Doch so ganz geschlagen gab sich die Kosmetikindustrie dann doch noch nicht. Drei Hersteller kosmetischer Substanzen führten Tierversuche zur Sicherheitsüberprüfung außerhalb der EU durch, um ihre Produkte in China und Japan verkaufen zu können. Dort muss die Sicherheit von kosmetischen Substanzen und Produkten teilweise noch immer im Tierversuch getestet werden.

Um klären zu lassen, ob sich die Unternehmen strafbar machen, wenn sie die im Tierversuch getesteten kosmetischen Mittel auf den britischen Markt bringen, reichte der Europäischer Verband für kosmetische Rohstoffe (EFfCI) Klage ein. Zu Erklärung: Der EFfCI ist ein Interessensverband, dem rund 100 Hersteller kosmetischer Rohstoffe – darunter auch deutsche Unternehmen – angehören.2

Der EFfCI argumentierte im Sinne der Unternehmen, dass nicht gegen EU-Recht verstoßen werde, wenn Tierversuche durchgeführt werden, um die Rechtsvorschriften von Drittländern einzuhalten. Im Klartext: Wenn Länder wie China Tierversuche vorschreiben, dann können die so gewonnenen Sicherheitsdaten – wenn sie nun schon mal da sind – doch auch für die Sicherheitsbewertung des europäischen Markt verwendet werden.
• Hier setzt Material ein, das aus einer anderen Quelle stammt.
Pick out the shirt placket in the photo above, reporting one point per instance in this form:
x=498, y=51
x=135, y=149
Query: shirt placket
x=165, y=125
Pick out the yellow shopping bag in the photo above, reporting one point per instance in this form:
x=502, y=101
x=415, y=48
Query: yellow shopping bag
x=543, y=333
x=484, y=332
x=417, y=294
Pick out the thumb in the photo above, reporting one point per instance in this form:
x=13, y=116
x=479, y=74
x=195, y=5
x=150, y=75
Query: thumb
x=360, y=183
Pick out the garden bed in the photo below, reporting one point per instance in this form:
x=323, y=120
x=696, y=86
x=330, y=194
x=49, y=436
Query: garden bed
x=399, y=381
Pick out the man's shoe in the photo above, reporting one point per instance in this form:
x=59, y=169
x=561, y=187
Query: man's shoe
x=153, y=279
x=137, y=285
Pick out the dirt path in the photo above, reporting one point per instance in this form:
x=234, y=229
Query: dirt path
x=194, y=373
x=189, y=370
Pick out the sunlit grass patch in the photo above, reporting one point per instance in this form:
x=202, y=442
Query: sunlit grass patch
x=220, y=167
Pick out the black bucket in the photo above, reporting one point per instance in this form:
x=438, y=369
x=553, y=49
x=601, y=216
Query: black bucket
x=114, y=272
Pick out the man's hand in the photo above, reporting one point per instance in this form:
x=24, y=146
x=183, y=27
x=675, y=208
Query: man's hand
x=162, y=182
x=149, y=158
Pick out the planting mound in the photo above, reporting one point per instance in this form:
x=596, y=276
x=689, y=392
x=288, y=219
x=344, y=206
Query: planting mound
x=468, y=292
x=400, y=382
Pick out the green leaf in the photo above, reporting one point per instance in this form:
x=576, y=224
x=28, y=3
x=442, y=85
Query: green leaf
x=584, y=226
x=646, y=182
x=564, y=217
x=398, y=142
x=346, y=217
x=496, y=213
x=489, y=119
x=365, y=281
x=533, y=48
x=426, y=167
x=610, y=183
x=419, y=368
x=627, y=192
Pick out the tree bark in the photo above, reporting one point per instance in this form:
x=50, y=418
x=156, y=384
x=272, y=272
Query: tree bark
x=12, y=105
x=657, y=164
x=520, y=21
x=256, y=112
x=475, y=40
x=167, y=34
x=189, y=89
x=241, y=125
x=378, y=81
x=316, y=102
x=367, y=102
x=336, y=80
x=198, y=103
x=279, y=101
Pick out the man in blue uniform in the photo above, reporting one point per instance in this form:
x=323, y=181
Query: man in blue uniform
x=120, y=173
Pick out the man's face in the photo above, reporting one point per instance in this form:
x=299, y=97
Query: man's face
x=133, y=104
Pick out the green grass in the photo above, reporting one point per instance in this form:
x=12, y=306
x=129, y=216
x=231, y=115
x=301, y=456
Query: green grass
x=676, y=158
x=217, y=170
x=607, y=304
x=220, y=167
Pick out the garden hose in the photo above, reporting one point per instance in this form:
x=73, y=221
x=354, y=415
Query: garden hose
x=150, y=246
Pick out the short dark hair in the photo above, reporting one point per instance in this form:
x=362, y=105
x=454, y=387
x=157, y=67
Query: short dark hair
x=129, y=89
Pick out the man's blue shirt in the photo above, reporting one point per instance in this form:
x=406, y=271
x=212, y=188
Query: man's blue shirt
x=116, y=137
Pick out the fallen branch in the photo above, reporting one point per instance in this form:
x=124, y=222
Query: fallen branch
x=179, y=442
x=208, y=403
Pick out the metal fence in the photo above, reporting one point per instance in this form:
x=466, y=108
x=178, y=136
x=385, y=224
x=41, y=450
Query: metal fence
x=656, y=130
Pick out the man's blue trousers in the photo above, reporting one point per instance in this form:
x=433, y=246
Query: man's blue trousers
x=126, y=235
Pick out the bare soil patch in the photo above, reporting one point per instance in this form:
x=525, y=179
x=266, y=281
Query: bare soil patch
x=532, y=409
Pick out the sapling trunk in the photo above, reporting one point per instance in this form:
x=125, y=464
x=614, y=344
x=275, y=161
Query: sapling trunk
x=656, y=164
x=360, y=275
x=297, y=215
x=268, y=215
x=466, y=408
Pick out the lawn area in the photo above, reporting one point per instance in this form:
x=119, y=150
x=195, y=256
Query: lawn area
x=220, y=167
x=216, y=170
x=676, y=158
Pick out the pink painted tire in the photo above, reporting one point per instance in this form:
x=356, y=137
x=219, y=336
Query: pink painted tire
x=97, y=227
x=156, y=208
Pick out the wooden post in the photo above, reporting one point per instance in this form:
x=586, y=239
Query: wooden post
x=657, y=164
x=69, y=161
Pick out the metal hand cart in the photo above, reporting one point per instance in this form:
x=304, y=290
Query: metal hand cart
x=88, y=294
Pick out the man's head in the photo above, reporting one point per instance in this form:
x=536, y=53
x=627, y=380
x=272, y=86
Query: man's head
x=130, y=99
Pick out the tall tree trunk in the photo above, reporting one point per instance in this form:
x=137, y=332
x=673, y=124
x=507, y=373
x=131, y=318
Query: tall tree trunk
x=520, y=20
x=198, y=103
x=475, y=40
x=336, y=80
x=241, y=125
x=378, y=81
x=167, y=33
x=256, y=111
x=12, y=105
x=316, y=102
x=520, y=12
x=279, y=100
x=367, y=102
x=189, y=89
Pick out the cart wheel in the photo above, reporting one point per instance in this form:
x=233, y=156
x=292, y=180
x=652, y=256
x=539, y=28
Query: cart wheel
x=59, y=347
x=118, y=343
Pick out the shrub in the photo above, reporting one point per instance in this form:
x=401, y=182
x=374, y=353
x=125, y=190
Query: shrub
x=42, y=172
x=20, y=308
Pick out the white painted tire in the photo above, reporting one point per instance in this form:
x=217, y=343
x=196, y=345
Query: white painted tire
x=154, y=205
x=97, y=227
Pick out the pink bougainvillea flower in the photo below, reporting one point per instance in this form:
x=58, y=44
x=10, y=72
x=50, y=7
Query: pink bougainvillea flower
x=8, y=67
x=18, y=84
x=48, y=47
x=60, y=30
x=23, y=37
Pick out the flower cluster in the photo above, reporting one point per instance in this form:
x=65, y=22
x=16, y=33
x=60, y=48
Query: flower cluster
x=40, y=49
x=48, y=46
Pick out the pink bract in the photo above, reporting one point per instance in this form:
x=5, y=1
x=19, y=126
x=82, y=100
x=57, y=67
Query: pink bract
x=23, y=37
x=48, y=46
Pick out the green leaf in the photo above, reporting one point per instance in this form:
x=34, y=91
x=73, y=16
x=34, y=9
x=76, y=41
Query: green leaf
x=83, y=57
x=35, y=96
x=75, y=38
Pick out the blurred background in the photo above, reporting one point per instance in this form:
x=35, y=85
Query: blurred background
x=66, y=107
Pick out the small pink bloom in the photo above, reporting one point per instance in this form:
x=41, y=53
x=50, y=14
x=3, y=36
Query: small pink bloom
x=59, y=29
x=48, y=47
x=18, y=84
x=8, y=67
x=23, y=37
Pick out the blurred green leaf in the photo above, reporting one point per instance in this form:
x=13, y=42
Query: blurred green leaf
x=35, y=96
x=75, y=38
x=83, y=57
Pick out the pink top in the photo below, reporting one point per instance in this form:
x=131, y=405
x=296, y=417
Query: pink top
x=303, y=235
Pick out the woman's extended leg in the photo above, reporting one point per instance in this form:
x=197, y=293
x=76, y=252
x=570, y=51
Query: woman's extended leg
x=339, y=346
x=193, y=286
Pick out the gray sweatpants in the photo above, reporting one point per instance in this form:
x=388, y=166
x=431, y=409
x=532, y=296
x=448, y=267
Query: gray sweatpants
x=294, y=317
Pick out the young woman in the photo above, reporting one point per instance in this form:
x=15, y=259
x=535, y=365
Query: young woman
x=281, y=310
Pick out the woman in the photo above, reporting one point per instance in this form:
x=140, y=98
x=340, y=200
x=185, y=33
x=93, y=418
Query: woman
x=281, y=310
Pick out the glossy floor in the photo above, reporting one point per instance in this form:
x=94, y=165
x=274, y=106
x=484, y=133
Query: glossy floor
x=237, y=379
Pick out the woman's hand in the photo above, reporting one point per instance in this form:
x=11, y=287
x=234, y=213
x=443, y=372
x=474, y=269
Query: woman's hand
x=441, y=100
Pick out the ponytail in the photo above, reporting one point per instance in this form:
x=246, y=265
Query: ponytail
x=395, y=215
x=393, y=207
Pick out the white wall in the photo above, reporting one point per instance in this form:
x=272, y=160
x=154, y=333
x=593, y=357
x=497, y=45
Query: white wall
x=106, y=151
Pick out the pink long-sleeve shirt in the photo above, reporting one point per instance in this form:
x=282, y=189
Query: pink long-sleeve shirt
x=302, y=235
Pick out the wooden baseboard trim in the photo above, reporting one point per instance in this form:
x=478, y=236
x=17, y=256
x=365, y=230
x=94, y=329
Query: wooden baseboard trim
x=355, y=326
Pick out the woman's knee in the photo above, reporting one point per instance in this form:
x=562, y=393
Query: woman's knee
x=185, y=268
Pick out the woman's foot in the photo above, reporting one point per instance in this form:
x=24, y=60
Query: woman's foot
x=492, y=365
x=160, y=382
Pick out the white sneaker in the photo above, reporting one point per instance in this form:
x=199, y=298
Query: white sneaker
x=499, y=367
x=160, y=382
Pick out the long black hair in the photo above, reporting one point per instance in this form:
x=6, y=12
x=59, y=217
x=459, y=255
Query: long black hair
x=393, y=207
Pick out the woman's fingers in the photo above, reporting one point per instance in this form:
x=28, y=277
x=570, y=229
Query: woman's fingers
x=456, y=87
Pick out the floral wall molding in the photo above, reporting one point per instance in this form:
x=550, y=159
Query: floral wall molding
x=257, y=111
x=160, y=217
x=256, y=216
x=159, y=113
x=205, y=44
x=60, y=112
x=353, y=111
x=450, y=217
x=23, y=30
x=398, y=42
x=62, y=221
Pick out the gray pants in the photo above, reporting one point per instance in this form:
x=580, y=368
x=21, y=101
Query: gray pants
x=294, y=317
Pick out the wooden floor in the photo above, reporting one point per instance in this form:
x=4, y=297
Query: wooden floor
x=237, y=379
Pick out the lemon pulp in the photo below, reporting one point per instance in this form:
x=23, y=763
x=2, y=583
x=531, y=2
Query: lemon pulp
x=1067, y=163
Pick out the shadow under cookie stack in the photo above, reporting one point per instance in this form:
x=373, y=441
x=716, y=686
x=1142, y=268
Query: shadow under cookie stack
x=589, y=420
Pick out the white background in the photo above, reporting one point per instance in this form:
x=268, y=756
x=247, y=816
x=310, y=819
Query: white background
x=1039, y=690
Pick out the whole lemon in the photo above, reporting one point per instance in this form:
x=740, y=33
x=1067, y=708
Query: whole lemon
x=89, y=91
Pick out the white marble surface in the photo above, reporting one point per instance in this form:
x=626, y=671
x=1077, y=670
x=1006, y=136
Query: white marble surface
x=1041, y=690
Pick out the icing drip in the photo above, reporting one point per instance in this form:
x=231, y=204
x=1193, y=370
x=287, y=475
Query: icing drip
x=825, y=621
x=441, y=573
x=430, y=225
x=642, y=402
Keine Flucht ins EU-Ausland

Dem widersprach der Europäische Gerichtshof und stellte nun klar, dass der Zugang zum EU-Markt an die Einhaltung des Tierversuchsverbots geknüpft ist. Wo die Tierversuche durchgeführt wurden – ob also innerhalb oder außerhalb der EU – spielt dabei keine Rolle. Außerhalb der EU generierte Tierversuchsdaten dürfen also nicht verwendet werden, um damit die Sicherheit kosmetischer Mittel nach EU-Recht zu beweisen.

EU-Tierversuchsverbot bezieht sich auf Sicherheitsdaten

Doch wohlgemerkt, es geht um die Sicherheitsdaten: Die Ergebnisse aus Tierversuchen dürfen nicht verwendet werden. Denn die kosmetischen Rohstoffe selbst sind in der EU verkehrsfähig (dürfen verkauft werden), auch wenn Tierversuche für die Vermarktung in Drittländern durchgeführt wurden. Ausschlaggebend ist, dass die Tierversuchsdaten nicht für die Einhaltung des EU-Rechts verwendet werden.3

D.h. ein Rohstoffhersteller kann für neue Inhaltsstoffe Sicherheitsdaten per Tierversuch generieren, um die Substanzen in Japan und China verkaufen zu dürfen. Wenn er diese Tierversuchsdaten nicht für die europäische Registrierung verwendet, sondern die Sicherheit mit alternativen, tierversuchsfreien Methoden belegt, steht der Vermarktung dieser Rohstoffe in der EU nichts entgegen.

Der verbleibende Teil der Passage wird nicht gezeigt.